Leaky ReLU as an Activation Function in Neural Networks

Rectified Linear Unit, also known as ReLU overcame some of the serious disadvantages of the earlier used activation functions such as Sigmoid and Hyperbolic Tangent activation functions. These include the exploding gradients and vanishing gradients problem. ReLU overcame these problems and it was fast and simple to calculate. However, despite all this it was far from perfect. It came with its own set of disadvantages, such as being non-differentiable at 0. But the more serious one is that, during training times, it can cause something known as dead neurons. To overcome this serious defect of dying neurons, a new activation function was suggested, the Leaky ReLU activation function.

It is quite similar to the ReLU activation function, except that it just has a small leak. So instead of outputting a 0 for all negative values, it outputs a value of -αx when x is negative. For positive values of x, it simply outputs x. Mathematically, the Leaky ReLU activation function can be written as-

y = LeakyReLU(x) = max(αx, x)

The amount of leak is determined by the value of hyper-parameter α. It’s value is small and generally varies between 0.01 to 0.1-0.2. Similar to ReLU, Leaky ReLU is continuous everywhere but it is not differentiable at 0. The derivative of the function is 1 for x>0, and α for x<0.

The graph for Leaky ReLU function, with α=0.05 is shown below-

Leaky ReLU Activation Function Graph
Fig 1. Leaky ReLU Activation Function

Due to this leak, the problem of dead neurons is avoided.
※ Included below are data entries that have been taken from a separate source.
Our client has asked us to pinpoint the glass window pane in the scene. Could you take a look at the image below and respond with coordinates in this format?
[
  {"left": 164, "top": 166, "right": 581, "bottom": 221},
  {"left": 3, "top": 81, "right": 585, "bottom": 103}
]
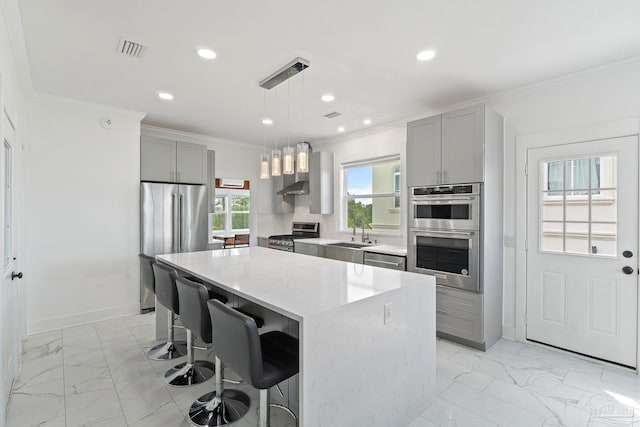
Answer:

Further, a research has found that Leaky ReLU activation functions outperformed the ReLU activation function. Further, Leaky ReLU activation functions with a higher value of leak perform better than those with lower value of leak.

Pros

  • Performs better as compared to traditionally used activation functions such as Sigmoid and Hyperbolic-Tangent functions and even ReLU.
  • It is fast and easy to calculate. The same applies to it’s derivative which is calculated during the backpropagation.
  • It does not saturate for positive values of input and hence does not run into problems related to exploding/vanishing gradients during Gradient Descent.
  • Does not suffer from dying ReLU problem.

Cons

  • Though the function is continuous at all points, it is not differentiable at the point x=0, i.e, at the point x=0, the slope of the graph changes abruptly as can be seen in the graph. Due to this, during the gradient descent its value will ‘bounce around’. Despite this fact, Leaky ReLU works very well in practice.
  • Unlike the Parameterised ReLU or PReLU, the value of α is defined prior to the training and hence cannot be adjusted during the training time. The value of α hence chosen might not be the most optimal value.